A repair shop replaced the dead battery, but then we discovered the alternator wasn't working up to snuff. It wasn't bad, but the mechanic noticed fluctuations in the alternator's energy wave when he put in a new battery. Having the repair shop replace it, when neither they nor we were sure it had to be replaced, would have been expensive, so Bob suggested we give it a whirl.
We purchased an alternator, then set out to install it. Predictably, we failed. But not because we didn't possess the skills to accomplish the job; in fact, everything almost went smoothly. We failed because the replacement part didn't quite fit into the rigid casing in the engine body, and we lacked the proper tools to get the job done.
In business, the same tenet holds true.
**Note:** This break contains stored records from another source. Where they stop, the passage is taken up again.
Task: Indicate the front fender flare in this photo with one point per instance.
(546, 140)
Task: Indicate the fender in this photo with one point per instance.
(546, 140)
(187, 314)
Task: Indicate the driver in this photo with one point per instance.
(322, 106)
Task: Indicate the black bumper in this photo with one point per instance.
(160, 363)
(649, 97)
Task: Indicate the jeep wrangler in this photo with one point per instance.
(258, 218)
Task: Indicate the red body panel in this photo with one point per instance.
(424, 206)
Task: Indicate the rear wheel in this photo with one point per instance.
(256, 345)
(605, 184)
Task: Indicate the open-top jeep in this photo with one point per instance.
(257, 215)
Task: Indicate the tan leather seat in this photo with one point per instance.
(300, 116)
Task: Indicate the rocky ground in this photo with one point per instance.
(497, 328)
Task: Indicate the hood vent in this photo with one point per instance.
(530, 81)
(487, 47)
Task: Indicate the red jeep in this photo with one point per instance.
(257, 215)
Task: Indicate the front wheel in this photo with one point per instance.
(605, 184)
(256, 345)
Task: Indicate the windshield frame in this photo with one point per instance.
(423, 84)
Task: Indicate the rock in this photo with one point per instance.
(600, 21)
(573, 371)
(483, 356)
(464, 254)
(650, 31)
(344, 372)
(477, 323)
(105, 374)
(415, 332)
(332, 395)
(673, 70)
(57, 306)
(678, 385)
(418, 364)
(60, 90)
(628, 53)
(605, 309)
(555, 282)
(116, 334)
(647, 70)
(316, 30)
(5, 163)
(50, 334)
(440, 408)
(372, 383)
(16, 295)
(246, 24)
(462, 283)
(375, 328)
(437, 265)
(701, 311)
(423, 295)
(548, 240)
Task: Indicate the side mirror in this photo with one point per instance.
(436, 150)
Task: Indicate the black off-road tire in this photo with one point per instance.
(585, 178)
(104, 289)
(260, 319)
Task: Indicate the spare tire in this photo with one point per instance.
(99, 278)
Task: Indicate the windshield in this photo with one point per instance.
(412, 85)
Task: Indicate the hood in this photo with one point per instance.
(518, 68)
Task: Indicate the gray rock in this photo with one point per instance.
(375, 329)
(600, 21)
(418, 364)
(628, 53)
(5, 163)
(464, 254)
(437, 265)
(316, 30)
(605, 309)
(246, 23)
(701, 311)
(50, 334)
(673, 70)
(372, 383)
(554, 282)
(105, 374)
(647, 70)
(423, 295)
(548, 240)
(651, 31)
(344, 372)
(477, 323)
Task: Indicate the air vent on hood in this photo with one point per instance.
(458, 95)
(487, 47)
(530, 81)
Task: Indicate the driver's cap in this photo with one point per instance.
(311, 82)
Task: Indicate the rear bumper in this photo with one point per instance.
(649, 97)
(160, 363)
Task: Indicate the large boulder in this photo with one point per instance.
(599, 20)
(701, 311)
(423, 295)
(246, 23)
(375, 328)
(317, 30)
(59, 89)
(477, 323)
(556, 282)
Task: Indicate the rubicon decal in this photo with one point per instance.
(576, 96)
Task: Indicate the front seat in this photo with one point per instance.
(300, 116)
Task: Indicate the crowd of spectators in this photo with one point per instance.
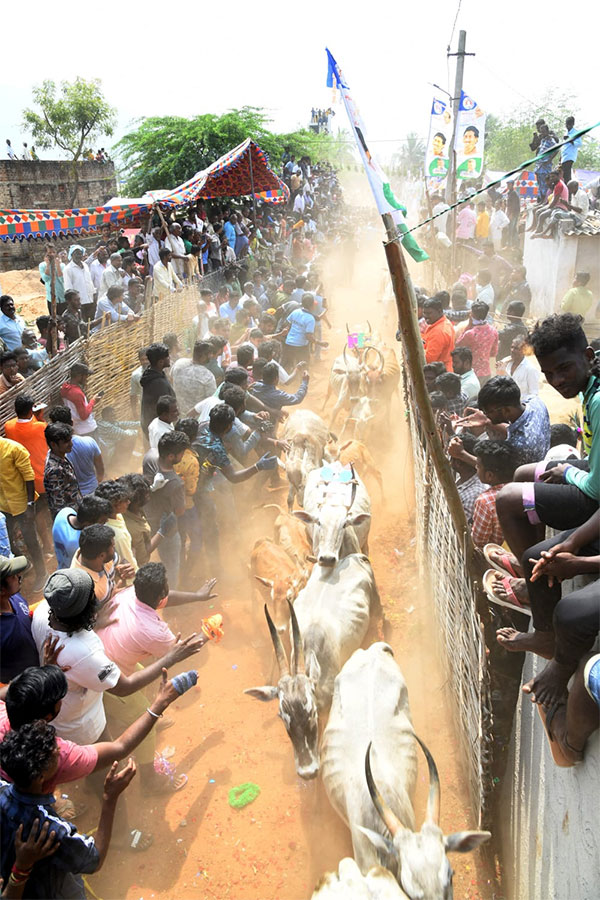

Great leaders may understand exactly how to lead their companies successfully, but if they don't have the right tools in place to help them accomplish their goals, they're doomed to fail.
Sometimes the missing tool is people. If your company doesn't have the right people in the right jobs, your personnel resources are misplaced. Other times, the tool that's lacking is technology. If your sales department can't electronically talk to the accounting department or warehouse, it's difficult, if not impossible, to determine whether you have a specific product available or if your customers are up-to-date in their billings.
You can have all the smart ideas in the world and be the best paper technician ever, but it is only how you're able to put those ideas into practice that truly matters when the green light is on.
In my case, Bob called a friend who owned a repair shop and agreed to install the part at a low cost. His friend had the tools to make the part fit and succeeded with little effort. If you have the right tools in place, you can too.